Выбрать главу

Это волшебство потрясло и мужчин, и детей. Абдалла Нуну, носище которого вдруг наехал на подбородок, ногтем почистил вставные зубы, старательно их обдул, вернул на место и, широко улыбнувшись, продолжил свой рассказ:

— Вчера ко мне приходила сестра Хана, вся провоняла от пота и слез. Забрили в солдаты ее сыночка, Элиаса. Даже и слушать не захотели, что он, бедняга, как вы знаете, припадочный. Я говорю ей: «Тоже мне горе! Тебе положено немного от него отдохнуть. Может, даже приспособится к стране, которая и сама вроде припадочной». А она, психованная, чуть зенки мне не выцарапала, и все из-за этой образины, которая ни обезьяна, ни человек. Ну, что поделать, пошел я к туркам. Эти гады заявили, что Элиас здоров, как бык, и уж точно сможет изничтожить парочку «московитов» перед тем, как сам сдохнет. Не спрашивайте, сколько золота я им отсыпал, чтоб им пусто было, пока они соблаговолили эту тряпку отпустить. А потом смотрю: этот «изничтожитель московитов» валяется в углу, изо рта пена и глаза, как у покойника. Идиотка, ну что за идиотка! Ведь какой камень носит на шее!

С коврика Михали Виктория наблюдала за тем, как между Тойей и Эзрой завязывается невинная любовная игра. С печальным сочувствием следила она за этой малявкой-женщиной и бурлящим от желания парнем, которых словно неведомая сила толкала друг к другу. Еще и словом не перекинулись, а уже охвачены страстным влечением. Оба боятся шпионящих глаз и тщательно проверяют каждый свой шаг. Азиза, которая с подозрением оглядывала грудки-каштаны, пока что держала рот на замке, ведь ничего запретного не случилось; но даже если между ними что-то такое и произойдет, то она, наверное, — да уж точно! — ничего не скажет. В глазах толстухи Азизы тощенькая, крошечная Тойя была как комарик в луже, только такой извращенец, как Дагур, и мог на нее польститься. Но когда к ним в дом повалили утешители, она сказала мужу, что нельзя испытывать судьбу и военнообязанным следует вернуться в яму. Мурад тут же закивал головой — этот неожиданный отпуск его страшил. Он помог отцу подтащить бочку к яме и двинулся вниз. Тойя стояла во Дворе, на который опускалась ночная мгла, держала над головой керосиновый фонарь, и по ее гладким щечкам в открытую катились слезы.

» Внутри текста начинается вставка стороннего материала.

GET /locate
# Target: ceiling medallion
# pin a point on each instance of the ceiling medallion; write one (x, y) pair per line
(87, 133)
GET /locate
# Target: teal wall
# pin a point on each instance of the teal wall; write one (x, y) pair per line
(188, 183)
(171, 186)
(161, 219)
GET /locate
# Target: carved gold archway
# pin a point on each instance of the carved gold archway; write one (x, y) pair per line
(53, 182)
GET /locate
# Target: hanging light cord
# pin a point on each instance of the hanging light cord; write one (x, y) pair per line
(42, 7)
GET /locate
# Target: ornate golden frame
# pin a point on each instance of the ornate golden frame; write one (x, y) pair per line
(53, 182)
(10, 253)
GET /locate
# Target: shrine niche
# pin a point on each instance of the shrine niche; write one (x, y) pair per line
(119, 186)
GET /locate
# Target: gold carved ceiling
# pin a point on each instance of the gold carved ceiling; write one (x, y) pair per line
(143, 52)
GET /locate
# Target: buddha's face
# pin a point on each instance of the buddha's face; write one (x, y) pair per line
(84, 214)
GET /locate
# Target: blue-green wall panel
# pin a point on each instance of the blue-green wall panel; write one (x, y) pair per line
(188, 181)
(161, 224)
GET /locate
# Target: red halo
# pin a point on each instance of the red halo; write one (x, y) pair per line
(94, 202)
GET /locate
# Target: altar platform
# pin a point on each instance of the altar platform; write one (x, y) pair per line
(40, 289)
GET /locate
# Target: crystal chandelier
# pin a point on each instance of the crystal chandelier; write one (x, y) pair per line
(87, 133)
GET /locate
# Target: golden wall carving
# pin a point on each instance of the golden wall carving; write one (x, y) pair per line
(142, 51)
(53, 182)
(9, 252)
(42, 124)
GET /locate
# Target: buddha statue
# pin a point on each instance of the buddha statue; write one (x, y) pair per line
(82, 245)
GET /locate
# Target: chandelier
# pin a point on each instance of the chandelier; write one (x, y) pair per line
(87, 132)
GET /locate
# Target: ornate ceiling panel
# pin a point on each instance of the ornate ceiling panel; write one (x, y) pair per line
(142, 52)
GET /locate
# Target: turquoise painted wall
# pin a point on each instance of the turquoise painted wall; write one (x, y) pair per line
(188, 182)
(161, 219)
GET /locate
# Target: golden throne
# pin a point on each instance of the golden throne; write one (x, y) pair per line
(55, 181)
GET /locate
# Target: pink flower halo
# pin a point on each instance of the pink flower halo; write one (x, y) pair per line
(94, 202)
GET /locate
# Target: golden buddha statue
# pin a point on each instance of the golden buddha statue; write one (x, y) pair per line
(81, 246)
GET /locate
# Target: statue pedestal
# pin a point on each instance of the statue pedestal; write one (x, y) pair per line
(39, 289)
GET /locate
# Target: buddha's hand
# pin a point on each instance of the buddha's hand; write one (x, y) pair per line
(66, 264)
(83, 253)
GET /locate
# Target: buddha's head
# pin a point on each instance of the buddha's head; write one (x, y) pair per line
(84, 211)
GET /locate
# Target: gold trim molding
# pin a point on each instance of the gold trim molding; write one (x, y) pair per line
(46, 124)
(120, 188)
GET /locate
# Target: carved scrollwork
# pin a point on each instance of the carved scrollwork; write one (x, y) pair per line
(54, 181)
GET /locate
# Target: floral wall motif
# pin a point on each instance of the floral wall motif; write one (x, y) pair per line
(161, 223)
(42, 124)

— Не полезу я в эту вонючую яму! — заартачился Эзра. — Если придут, я сбегу, а схватят, так и пусть.

Со стороны казалось, что Азури сейчас задушит племянника.

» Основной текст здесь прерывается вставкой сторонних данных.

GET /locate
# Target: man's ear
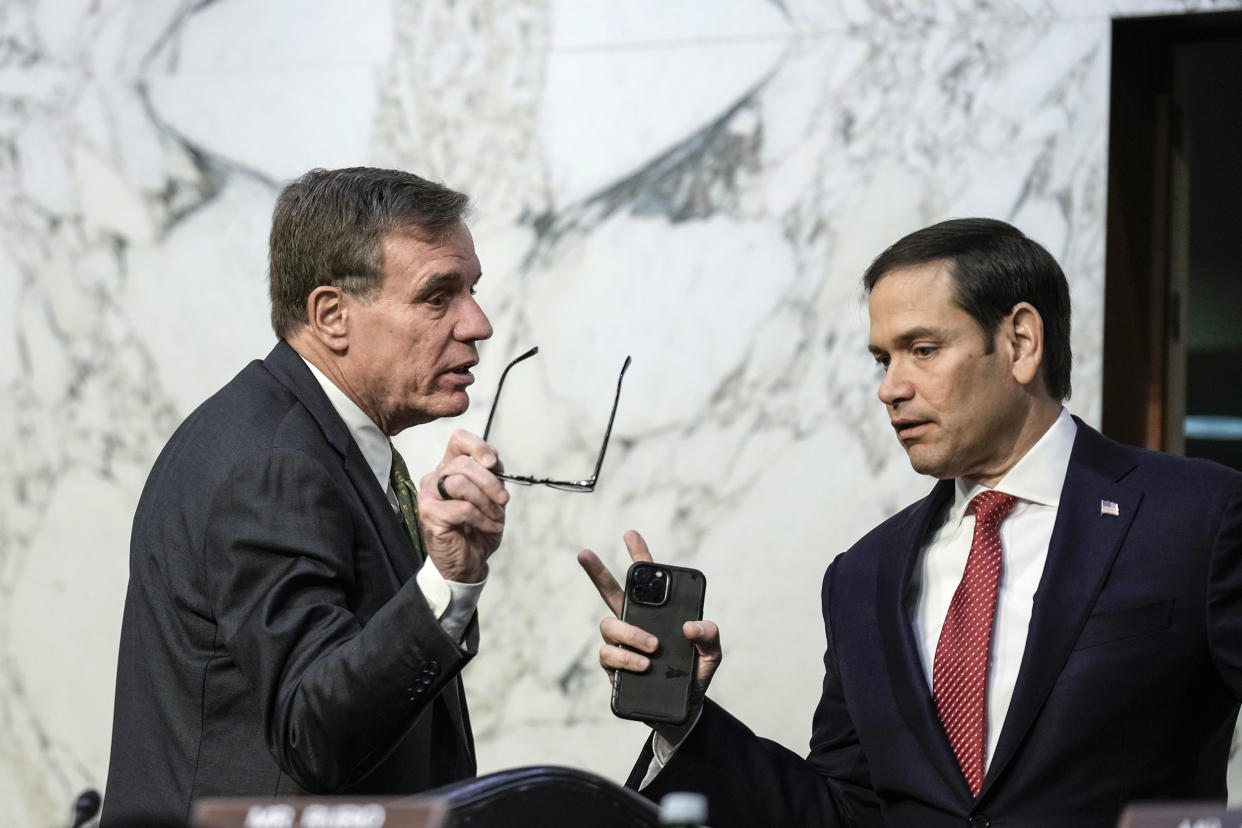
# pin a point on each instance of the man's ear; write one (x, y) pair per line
(328, 317)
(1024, 328)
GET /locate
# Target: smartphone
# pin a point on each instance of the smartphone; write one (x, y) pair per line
(660, 598)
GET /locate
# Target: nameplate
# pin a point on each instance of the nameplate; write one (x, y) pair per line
(1173, 814)
(318, 812)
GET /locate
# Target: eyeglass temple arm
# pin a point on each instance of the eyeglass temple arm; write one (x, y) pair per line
(607, 432)
(499, 385)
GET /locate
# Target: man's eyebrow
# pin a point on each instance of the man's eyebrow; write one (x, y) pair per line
(914, 334)
(439, 281)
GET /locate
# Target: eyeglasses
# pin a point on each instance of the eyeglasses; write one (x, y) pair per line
(566, 486)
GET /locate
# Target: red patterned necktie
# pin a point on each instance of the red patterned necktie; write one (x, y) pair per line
(959, 674)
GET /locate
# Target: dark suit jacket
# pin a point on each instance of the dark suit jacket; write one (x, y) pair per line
(1128, 689)
(275, 641)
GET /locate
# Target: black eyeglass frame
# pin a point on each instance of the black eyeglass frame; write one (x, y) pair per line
(565, 486)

— Ты не Рафаэль и даже не тень Рафаэля!

Парень пинался и дрался, пытаясь освободиться, пока Азури не пригрозил:

— Еще разок дернешься, я тебе все кости переломаю, гаденыш!

Но парнишка не посинел от удушья. Оказалось, что могучая рука, обхватившая его шею, не давит, хотя и держит так крепко, что ему не ускользнуть. Азиза просто таяла от удовольствия. Ей явно понравилось, что они так тесно соприкоснулись — ее сын и Азури, и Виктории вдруг припомнились старые сплетни. «Папа прав», — сказала она себе с грустью. И Рафаэль тоже знал, что с ее отцом не стоит спорить, применяя физическую силу. У него, у Эзры, нет ни малейшего шанса одолеть ее отца. Эзра долго глядел на мерцавшее в свете фонаря лицо Тойи, а потом, опустив голову, пригрозил кулаком, мол, я тоже все кости тебе переломаю, и скрылся в яме. В течение многих недель Тойя пробуждалась к жизни только вечером, когда прячущимся мужчинам подавали еду. В дневные же часы она на цыпочках кружила по Двору, все к чему-то прислушиваясь. Виктория думала, что, может, прячущийся под землей парень переговаривается со стоящей на солнце Тойей на таинственном языке, подобном шуршанию бабочек. Заработки музыканта Дагура все съеживались, сводясь к нулю, зато доходы плакальщиц и чтецов псалмов в синагогах росли и расцветали. Его дочь и два сына от предыдущего брака голодали вместе с его матерью, у которой они жили. Он, как и Элиягу, работал за гроши в семейном торговом доме. Ложе Дагура в те ночи стало тихим, и Тойя порою долгие часы проводила внизу, распевая колыбельные песни младенцу, которого ей не иметь.